Friday, September 7, 2012

Training Update VIII: Getting sick and feeling better

50 days, 13 hours to go...

Something happened this week that hasn't happened all year...I got sick. I'm not sure what it is precisely, but after a few hectic days early in the week of humidity, rain, and a stressful forced march to get to class on time, I began feeling under the weather on Wednesday. Thursday proved the worst day, and I woke up this morning still feeling a bit peaked.

My first instinct was to take off for the day and not worry about any training, but after having some breakfast I felt well enough to attempt a little experiment.

Friday's have typically involved a track workout, but I didn't feel up to that today. So instead I elected to try some hill-intervals on the treadmill and see where it went.

A treadmill has several advantages when attempting to train when sick: you're always close to help if your illness takes a bad turn; you have considerable control over how hard and long the exercise bout will last; and generally the speed at which you run is slower than during regular running (at least it is with me).

The primary disadvantage of using a treadmill when sick is the lack of convective cooling which usually occurs during regular running; in other words, you don't have the "wind" generated by your forward motion blowing across your skin to cool the body and aid in sweat evaporation. As such one typically becomes very hot and sweaty very fast when running on a treadmill at room temperature. The lack of convective cooling can make usual training paces feel more difficult.
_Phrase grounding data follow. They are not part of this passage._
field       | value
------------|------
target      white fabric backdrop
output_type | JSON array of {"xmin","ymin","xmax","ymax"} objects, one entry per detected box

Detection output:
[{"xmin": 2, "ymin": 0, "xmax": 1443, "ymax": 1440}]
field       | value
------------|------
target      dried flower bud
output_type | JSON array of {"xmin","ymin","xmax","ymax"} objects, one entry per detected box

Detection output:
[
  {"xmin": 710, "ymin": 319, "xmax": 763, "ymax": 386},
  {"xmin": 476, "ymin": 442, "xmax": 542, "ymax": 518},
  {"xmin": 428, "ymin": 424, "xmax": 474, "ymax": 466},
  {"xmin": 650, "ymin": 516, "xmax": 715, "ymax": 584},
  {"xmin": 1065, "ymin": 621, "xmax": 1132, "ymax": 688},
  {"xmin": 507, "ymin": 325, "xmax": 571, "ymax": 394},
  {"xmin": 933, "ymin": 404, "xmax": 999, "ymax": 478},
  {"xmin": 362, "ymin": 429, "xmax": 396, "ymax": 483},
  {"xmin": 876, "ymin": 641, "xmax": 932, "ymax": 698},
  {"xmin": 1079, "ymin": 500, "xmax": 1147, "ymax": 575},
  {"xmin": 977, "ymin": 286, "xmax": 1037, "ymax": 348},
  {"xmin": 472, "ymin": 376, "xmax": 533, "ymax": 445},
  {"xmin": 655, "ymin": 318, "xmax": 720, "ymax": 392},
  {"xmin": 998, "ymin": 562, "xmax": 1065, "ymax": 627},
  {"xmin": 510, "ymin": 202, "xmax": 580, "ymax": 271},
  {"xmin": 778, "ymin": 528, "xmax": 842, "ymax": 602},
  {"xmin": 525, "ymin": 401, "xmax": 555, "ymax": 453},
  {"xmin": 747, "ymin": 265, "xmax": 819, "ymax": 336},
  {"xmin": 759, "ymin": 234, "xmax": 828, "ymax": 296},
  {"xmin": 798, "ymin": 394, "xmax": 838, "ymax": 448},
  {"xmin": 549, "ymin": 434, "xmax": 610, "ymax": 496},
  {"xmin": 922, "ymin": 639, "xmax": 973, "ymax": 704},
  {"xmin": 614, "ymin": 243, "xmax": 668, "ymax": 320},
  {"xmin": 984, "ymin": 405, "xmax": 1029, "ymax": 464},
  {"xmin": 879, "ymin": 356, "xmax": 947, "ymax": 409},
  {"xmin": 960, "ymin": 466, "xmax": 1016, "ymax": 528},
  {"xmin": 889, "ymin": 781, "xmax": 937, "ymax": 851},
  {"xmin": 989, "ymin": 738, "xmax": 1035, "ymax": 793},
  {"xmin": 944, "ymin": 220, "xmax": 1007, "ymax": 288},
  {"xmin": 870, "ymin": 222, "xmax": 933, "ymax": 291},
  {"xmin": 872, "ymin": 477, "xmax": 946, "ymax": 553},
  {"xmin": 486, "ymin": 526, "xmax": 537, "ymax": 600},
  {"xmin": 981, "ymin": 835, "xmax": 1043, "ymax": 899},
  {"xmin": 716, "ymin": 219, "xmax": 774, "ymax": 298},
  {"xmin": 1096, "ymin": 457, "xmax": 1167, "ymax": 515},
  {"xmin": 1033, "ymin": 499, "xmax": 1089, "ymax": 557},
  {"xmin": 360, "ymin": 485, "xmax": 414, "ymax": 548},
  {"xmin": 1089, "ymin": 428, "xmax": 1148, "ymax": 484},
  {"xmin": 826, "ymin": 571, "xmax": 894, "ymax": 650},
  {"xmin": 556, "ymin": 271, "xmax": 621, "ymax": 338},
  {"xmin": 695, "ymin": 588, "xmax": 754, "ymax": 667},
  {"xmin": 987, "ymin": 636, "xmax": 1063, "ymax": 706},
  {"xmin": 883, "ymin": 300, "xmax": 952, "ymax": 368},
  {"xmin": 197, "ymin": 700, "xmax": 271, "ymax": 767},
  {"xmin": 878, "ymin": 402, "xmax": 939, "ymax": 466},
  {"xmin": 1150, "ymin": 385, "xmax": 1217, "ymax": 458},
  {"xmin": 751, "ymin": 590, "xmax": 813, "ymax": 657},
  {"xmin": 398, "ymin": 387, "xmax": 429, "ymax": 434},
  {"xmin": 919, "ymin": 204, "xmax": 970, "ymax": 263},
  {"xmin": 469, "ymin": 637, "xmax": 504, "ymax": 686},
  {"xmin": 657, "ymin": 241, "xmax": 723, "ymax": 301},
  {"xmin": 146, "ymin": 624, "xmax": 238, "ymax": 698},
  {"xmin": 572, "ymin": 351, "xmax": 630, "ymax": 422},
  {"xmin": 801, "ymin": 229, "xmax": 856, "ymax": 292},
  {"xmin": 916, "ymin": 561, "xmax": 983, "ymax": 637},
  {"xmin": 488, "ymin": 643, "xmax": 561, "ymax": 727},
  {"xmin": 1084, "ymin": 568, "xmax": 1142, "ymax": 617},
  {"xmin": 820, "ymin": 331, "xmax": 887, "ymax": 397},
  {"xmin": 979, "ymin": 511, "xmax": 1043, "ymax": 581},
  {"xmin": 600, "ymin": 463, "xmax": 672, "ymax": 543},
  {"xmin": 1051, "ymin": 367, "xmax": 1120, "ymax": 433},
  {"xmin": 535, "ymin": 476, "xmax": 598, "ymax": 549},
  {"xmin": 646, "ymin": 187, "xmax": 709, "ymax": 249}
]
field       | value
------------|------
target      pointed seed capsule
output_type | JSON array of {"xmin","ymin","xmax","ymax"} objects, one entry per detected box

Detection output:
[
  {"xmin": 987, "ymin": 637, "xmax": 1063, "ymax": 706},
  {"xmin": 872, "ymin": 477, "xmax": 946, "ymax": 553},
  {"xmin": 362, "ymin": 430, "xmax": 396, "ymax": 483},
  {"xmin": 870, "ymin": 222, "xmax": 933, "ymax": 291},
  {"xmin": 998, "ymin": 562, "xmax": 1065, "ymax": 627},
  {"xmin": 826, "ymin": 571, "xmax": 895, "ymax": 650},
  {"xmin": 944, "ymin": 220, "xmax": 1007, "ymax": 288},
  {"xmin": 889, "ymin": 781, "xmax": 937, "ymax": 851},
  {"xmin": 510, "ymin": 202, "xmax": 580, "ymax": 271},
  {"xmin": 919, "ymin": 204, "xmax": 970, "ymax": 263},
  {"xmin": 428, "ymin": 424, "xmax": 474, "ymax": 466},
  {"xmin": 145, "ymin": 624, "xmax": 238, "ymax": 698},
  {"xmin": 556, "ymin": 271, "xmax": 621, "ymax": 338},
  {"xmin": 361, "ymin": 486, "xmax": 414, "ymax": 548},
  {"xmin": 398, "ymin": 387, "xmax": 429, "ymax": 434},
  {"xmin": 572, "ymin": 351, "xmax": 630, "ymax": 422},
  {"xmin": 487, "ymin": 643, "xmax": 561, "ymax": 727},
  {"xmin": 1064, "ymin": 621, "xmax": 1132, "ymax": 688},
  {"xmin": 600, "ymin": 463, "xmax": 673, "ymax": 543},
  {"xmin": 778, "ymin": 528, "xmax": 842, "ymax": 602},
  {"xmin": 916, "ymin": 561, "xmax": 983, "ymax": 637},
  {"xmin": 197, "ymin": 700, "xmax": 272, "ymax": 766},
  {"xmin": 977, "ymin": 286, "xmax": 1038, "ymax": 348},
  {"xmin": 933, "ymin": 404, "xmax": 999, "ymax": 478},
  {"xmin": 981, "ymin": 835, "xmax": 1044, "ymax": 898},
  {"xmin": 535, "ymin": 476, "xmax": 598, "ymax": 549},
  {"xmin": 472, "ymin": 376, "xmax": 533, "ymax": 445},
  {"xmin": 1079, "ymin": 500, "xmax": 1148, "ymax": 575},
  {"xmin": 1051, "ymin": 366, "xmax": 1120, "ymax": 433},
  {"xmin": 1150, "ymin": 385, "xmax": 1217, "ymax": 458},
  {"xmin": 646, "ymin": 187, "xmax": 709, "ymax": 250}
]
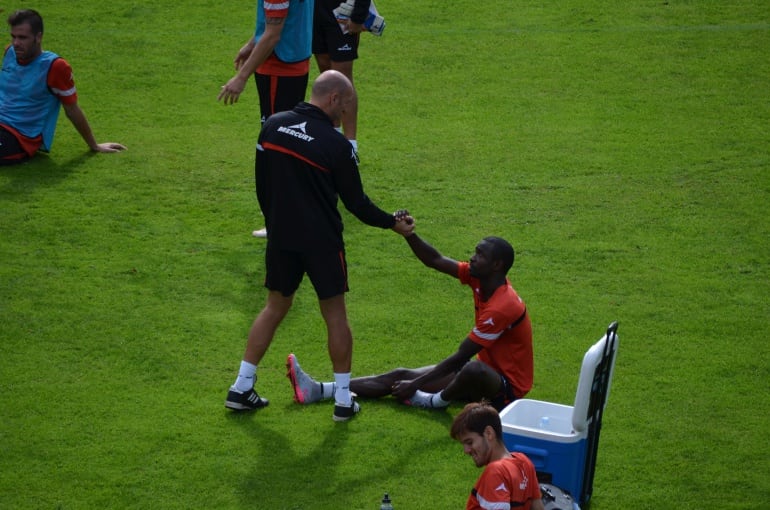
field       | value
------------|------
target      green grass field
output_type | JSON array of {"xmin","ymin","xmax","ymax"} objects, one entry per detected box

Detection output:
[{"xmin": 1, "ymin": 1, "xmax": 768, "ymax": 508}]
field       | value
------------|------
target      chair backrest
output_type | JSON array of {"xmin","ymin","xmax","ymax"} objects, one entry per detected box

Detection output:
[{"xmin": 571, "ymin": 322, "xmax": 619, "ymax": 433}]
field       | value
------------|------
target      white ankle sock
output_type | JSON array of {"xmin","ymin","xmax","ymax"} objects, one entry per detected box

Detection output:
[
  {"xmin": 233, "ymin": 361, "xmax": 257, "ymax": 392},
  {"xmin": 410, "ymin": 390, "xmax": 432, "ymax": 406},
  {"xmin": 431, "ymin": 391, "xmax": 450, "ymax": 408},
  {"xmin": 334, "ymin": 372, "xmax": 351, "ymax": 406},
  {"xmin": 321, "ymin": 382, "xmax": 335, "ymax": 400},
  {"xmin": 410, "ymin": 390, "xmax": 449, "ymax": 408}
]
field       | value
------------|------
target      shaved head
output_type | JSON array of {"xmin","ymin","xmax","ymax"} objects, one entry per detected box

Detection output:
[
  {"xmin": 310, "ymin": 70, "xmax": 355, "ymax": 126},
  {"xmin": 311, "ymin": 70, "xmax": 354, "ymax": 101}
]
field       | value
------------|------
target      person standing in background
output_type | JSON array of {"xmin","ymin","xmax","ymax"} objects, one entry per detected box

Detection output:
[
  {"xmin": 218, "ymin": 0, "xmax": 314, "ymax": 238},
  {"xmin": 312, "ymin": 0, "xmax": 374, "ymax": 152}
]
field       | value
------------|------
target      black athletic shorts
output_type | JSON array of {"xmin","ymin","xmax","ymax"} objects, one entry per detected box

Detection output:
[
  {"xmin": 264, "ymin": 243, "xmax": 349, "ymax": 300},
  {"xmin": 312, "ymin": 6, "xmax": 359, "ymax": 62},
  {"xmin": 0, "ymin": 127, "xmax": 30, "ymax": 166},
  {"xmin": 490, "ymin": 374, "xmax": 517, "ymax": 412},
  {"xmin": 254, "ymin": 73, "xmax": 309, "ymax": 124}
]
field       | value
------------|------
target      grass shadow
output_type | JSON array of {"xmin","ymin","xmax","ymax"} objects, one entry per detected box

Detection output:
[
  {"xmin": 223, "ymin": 398, "xmax": 456, "ymax": 508},
  {"xmin": 0, "ymin": 151, "xmax": 93, "ymax": 195}
]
Thankfully, I wasn't looking to go too fast today, and kept things easy (my preferred effort ;)...). The idea was to try running for 5-10 minutes, and if I felt okay then to continue until I reached 5km. I did several hill intervals along the way--one of them up to 8% incline--because the first third of the marathon course involves several climbs, some as high as 200ft and a deal longer to the top. As such, today's run sought to develop adaptations necessary for climbing several hills in succession. This wasn't the first time during this build-up I've done this on a run, but today was one of the first where it provided the primary focus. Luckily it wasn't too hard, and was something I could do while not feeling great.

Interestingly I felt better after the workout, and was able to go on a long "thinking walk" later in the afternoon. I've noticed that sometimes it happens that going for a run can make the symptoms of feeling sick go away. Of course there are other times when it makes those symptoms worse (I remember one 8km race with the flu in particular). That's why if I feel up to it, I'll try going for run even if I feel under the weather. If 5 or 10 minutes go by and I still feel like crap (or worse), then I take it as a sign that today needs to be a day of rest.

It's evening now, and while I feel a bit hungry I'm also feeling much better than yesterday. I didn't get to do a track workout this week, but that isn't overly concerning. I managed a fair bit of volume earlier in the week, and feel good about things generally. So we'll give it a try next Friday and see how things go. Only 50 days, 13 hours to go!